Öğrencilik yıllarınızdan hatırlayınız. Tarih derslerinde birçok krallık , beylik ve devletlerin çöküş sürecinin başında ' iç karışıklıklar, taht ve mevki kavgaları ' mealinde cümleler vardır. Ardından ya bir iç savaş ya da dış saldırı neticesinde çöküş.

Bu doğa kanununu unutmamak gerekir; bakteri ve virüsler nasıl ki vücudun direnç gücünün zayıf anını kollarlar ise, insanlık tarihi de benzer şekilde, devletlerin zayıf anlarında gizli ve aleni saldırılarla çökertildiğine şahittir. Sanki bu süreci yaşıyor gibiyiz.
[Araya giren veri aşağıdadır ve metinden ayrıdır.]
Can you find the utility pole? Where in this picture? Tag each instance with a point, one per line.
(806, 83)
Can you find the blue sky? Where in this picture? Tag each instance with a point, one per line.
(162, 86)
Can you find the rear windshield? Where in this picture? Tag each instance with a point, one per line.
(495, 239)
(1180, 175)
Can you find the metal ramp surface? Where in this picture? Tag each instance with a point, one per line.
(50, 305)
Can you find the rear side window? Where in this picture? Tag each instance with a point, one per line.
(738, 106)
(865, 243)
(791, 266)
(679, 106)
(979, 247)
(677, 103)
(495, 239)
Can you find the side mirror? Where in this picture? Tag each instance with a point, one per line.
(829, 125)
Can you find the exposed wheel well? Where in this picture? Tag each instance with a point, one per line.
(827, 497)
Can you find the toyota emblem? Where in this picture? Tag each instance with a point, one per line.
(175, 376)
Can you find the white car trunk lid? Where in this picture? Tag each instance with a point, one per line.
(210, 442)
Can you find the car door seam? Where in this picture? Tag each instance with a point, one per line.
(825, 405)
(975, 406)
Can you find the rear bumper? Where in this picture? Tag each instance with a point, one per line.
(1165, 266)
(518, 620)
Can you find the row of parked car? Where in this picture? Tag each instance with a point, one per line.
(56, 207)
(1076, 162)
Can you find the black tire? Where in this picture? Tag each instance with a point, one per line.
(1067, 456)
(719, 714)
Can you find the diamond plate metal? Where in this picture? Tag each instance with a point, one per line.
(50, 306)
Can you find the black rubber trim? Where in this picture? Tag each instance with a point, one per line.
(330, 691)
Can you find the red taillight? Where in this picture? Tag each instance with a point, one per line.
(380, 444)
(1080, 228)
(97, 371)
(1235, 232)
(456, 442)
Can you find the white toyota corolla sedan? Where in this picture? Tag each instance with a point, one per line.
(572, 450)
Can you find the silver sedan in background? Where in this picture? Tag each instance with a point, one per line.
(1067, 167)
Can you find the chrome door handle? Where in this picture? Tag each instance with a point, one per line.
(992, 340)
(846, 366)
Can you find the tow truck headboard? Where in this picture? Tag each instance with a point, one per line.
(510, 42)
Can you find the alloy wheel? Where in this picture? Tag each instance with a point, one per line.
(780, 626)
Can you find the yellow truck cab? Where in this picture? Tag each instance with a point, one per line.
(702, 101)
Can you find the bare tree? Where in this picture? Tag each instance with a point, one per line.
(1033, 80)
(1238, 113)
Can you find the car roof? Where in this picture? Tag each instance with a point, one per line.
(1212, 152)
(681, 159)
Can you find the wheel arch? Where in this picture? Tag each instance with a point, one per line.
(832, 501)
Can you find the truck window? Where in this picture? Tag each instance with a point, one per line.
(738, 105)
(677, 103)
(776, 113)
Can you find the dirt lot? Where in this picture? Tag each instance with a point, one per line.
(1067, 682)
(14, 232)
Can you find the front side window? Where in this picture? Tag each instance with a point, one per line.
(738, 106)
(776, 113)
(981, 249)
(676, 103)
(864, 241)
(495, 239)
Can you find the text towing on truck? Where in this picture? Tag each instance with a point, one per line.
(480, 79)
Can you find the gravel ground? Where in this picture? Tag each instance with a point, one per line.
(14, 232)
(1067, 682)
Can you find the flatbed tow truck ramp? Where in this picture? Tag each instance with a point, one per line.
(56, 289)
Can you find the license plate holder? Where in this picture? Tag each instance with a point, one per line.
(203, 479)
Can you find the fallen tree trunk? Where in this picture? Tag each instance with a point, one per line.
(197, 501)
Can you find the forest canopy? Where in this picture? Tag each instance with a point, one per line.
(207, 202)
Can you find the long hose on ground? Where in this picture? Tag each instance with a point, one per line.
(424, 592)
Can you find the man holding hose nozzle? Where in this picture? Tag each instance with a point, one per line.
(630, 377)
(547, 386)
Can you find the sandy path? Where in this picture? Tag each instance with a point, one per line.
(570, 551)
Yargı, yürütme ve yasama ve sonrasında millet içinde çekişmeler. İşte bu durum, bakteri ve virüsler için bulunmaz fırsatı yaratmaktadır milletimizin bünyesinde.

'Kurt puslu havayı sever' atasözünü unutmamalıyız. İşte büyükelçimize yapılan aşağılık davranış, böyle bir zafiyet görüntüsünün eseridir. Lafla efelenmek yeterli değildir. Zafiyete sebep teşkil eden olaylar ortadan kaldırılmalıdır, ama bu dirayet yönetenlerimizde gözükmemektedir.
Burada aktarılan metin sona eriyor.